LOS ANGELES (Back Stage) - As Christian Bale reluctantly soaks in the acclaim for his role in the upcoming drama “The Fighter,” one of the people he should thank is his daughter.
It was at an event for her school that Bale ran into Mark Wahlberg, whose daughter is a fellow student. Wahlberg had spent years developing his true-story movie about boxer “Irish” Micky Ward and his offbeat, often overbearing family. Wahlberg knew he needed the perfect actor to portray Ward’s half-brother and trainer, Dickie Eklund, a once-great pugilist who had lost his career to a crippling addiction to crack. “The first time I saw Christian,” Wahlberg recalls of their chance encounter, “I was like, ‘Holy f---! I’ve figured it out.'”
Before long, Wahlberg and Bale were spending time in Lowell, Mass., where Ward and Eklund still live, getting to know the brothers and their family. Wahlberg and Bale also had to choose a director, and it was Bale who first suggested David O. Russell, with whom Wahlberg had previously worked on “Three Kings” and “I Heart Huckabees.”
Recalls Bale, “Mark said he didn’t want me to feel he was just going with a buddy of his, but I said, ‘No, let’s give him a call.’ So we sat down, and it was right.”
While the script continued to develop, Ward and Eklund spent weeks in Los Angeles, staying in Wahlberg’s guest house. “We would meet up every day,” Bale reveals, “just to train and spar and hang out together.”
The commitment paid off; in the film, opening December 10, Bale is almost unrecognizable as Eklund. The character’s body ravaged by drugs, Bale is gaunt and pale, his teeth are fake, and his thinning hair reveals a sizable bald spot on the back of his head. But the performance transcends mere physical transformation, digging deeply into the soul of a man who lost his shot at glory. Hiding his whip-smart intelligence behind hollow eyes, Bale perfectly captures Eklund’s jealousy, selfishness, and unwavering love for his brother -- sometimes in the same moment.
Bale is now back up to his normal weight, and sports a thick beard and long hair that remind you he once played Jesus in a 1999 TV movie. He hasn’t cut his hair since filming wrapped on “The Fighter,” saying he likes to grow it out between roles in case he needs a certain style for his next character.
In his early years, the Welsh-born actor seemed determined to avoid major Hollywood stardom by seeking out roles in small, quirky films such as “American Psycho” and “The Machinist.” It only partially worked: At one time, he was the most downloaded celebrity on the Internet, a fact that seems to mortify him to this day. Then, just when people thought they had him pegged as the serious indie film guy, he signed on to play Batman in one of the biggest franchises in film history. After that, it became impossible to predict what Bale would do next: He could team with Werner Herzog for the small drama “Rescue Dawn,” then turn around and take the lead in the action blockbuster “Terminator: Salvation.”

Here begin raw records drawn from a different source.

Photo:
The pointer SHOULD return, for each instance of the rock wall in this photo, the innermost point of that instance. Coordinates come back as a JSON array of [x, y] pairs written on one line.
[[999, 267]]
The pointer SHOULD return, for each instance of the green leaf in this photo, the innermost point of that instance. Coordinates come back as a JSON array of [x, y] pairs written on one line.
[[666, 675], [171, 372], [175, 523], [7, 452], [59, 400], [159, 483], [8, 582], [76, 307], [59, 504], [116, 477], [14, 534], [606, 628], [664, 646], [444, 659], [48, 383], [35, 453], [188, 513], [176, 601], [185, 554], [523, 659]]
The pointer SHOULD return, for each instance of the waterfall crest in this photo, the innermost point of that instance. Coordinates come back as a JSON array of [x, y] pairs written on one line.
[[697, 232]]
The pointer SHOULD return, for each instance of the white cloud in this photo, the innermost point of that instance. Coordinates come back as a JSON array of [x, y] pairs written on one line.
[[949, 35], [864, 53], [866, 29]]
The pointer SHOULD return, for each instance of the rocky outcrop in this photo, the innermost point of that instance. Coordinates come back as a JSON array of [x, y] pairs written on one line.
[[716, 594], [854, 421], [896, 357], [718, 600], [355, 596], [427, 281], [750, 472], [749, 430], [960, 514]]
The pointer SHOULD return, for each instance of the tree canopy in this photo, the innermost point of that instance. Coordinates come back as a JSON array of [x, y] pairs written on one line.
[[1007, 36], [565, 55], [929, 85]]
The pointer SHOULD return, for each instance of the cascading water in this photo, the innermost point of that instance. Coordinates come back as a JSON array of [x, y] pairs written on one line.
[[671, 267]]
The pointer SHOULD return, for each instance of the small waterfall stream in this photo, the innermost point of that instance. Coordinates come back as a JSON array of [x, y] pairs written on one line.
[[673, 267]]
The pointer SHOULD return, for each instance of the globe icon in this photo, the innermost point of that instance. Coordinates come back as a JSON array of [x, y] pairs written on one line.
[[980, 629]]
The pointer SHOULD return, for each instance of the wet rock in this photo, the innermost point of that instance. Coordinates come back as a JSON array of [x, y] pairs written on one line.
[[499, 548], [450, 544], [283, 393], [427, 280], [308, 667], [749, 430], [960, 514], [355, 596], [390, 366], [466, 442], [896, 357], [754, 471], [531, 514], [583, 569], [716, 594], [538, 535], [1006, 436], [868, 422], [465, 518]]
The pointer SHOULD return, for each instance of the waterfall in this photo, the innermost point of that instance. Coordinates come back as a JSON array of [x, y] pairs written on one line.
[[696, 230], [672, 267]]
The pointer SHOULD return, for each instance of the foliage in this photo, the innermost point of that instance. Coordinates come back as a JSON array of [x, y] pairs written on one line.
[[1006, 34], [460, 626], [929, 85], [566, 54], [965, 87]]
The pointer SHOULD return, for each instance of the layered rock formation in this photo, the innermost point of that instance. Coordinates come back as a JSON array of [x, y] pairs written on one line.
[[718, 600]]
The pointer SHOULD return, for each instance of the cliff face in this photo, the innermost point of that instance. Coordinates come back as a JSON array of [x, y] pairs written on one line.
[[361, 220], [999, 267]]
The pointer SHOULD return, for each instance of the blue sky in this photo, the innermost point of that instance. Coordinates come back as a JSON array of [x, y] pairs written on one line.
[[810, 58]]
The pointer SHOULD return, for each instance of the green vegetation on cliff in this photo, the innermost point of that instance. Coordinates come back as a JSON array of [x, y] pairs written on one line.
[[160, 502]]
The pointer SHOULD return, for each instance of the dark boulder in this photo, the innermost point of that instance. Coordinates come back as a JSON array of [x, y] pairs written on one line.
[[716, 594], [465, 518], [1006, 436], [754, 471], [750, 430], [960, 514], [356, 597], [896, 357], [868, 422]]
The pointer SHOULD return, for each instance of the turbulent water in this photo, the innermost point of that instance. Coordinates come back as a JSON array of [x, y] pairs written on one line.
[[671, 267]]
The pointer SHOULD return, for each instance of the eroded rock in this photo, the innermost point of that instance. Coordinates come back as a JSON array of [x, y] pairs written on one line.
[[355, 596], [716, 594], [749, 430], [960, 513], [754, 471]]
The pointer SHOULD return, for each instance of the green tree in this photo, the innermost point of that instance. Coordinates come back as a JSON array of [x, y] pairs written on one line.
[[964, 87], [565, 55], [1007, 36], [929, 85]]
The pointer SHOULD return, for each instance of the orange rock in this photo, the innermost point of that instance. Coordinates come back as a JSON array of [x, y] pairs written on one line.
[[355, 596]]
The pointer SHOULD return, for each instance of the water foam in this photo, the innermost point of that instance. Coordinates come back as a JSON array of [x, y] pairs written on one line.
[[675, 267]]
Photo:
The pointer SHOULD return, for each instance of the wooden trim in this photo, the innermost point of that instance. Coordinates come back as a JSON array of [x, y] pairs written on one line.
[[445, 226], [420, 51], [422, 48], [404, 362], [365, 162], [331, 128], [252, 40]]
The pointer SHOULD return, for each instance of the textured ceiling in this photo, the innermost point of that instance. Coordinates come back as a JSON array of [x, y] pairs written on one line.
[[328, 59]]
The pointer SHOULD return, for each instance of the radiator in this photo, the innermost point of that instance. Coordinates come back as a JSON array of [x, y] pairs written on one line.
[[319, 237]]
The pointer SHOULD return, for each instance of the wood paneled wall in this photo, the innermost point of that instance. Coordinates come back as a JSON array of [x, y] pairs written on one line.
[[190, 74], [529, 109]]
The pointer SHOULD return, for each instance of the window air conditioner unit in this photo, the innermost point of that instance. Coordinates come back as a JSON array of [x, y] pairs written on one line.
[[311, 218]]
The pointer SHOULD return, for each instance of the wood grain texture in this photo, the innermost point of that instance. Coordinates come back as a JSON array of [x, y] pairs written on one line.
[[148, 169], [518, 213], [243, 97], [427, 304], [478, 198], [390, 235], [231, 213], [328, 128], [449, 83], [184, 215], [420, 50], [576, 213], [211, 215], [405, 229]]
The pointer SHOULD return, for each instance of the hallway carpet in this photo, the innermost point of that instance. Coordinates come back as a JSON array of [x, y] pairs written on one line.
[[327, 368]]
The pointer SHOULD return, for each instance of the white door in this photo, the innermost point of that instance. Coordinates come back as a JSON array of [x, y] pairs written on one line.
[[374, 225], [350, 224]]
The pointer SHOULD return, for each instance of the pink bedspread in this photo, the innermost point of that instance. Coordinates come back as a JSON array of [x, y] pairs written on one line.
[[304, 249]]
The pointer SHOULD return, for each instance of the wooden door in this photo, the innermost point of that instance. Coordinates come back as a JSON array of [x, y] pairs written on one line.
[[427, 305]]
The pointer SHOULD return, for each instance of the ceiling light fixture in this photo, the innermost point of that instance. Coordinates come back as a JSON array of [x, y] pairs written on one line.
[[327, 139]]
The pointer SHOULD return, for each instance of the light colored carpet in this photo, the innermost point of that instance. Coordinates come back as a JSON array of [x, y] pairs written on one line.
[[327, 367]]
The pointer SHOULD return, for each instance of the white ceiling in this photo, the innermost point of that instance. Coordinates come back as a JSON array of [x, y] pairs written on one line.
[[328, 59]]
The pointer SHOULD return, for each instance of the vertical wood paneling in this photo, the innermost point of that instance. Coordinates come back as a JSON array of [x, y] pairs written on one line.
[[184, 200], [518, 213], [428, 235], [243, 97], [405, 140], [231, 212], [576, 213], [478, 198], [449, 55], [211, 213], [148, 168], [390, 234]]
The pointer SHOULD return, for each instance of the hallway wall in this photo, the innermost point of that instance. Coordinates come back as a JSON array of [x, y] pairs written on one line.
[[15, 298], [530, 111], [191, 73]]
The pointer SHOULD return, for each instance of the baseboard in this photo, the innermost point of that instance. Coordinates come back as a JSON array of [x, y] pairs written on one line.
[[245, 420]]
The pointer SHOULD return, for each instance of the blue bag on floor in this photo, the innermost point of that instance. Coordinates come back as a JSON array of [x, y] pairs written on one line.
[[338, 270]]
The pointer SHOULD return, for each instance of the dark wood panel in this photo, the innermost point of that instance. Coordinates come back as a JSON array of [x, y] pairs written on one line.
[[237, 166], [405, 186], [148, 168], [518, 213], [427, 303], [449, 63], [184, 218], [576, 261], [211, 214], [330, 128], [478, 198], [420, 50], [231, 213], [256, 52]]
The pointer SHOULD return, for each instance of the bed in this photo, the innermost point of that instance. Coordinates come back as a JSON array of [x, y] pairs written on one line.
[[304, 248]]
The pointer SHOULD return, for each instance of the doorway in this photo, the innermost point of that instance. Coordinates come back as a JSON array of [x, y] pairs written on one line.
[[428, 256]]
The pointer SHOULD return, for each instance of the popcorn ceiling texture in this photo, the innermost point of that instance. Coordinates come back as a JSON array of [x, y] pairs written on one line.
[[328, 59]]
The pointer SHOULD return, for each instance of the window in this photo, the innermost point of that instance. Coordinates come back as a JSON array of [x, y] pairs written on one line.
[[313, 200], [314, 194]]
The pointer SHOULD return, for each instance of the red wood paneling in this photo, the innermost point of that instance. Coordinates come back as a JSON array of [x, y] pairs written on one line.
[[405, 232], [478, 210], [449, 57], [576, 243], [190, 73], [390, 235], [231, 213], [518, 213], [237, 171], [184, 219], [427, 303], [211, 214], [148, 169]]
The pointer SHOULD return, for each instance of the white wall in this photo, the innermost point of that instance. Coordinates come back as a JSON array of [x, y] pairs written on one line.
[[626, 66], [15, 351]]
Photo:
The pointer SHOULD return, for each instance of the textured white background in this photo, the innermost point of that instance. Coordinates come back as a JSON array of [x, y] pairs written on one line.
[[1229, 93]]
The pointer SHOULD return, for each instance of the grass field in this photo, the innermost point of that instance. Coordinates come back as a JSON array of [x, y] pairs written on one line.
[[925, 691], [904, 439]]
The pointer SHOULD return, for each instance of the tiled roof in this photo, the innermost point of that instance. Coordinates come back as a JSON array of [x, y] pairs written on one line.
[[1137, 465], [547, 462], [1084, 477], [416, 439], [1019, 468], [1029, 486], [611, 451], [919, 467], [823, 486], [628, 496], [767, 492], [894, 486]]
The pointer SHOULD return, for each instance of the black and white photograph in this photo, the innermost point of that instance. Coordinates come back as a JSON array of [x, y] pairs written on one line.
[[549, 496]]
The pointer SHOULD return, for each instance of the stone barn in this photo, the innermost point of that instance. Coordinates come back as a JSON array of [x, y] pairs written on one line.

His role in that film was overshadowed by controversy when audio surfaced of Bale deriding a crew member on set, sealing his reputation for uberseriousness. But he actually has a wicked, self-deprecating sense of humor.
Though the character of Eklund takes Bale to dark places on screen, it also provides the actor with a rare opportunity to showcase his comedic skills. A born raconteur, Eklund gets laughs not only from his outrageous statements but also from actions, like repeatedly jumping out the back window of a crack house to avoid his mother. For Bale, having a touch of levity in the story was essential to the tale.
“Tragedy goes with comedy, and that’s never truer than in the case of Dickie,” Bale says. “We actually had to pull back on some of the comedy, because we were afraid people wouldn’t believe some of these crazy situations he got himself into.”
Repeat the popular rumor that he disappeared between scenes on the set of “The Fighter,” only to emerge like a ghost whenever he was needed, and Bale can’t resist a smile. “I like that rumor,” he nods. “Some rumors are so great, I’d rather not dispel them. I can laugh at them -- not all of them, but most of them.”
But raising the possibility that Bale could now secure his first Academy Award nomination makes him visibly uncomfortable.
“Of course I’ve heard it,” he confesses. “There are people who work on movies called producers, and they make sure I hear it. But I also know there’s going to be people who see me and don’t like what I do.”
Try to push the subject further, and he finally says, “Here’s the thing. You should never talk about stuff like that because no matter what answer you give, you’re a cock. If you say you don’t care about any of that -- well, why not? It’s flattering, it’s human. Or you can say, ‘I really want it.’ And who do you think you are? You just can’t talk about it either way.”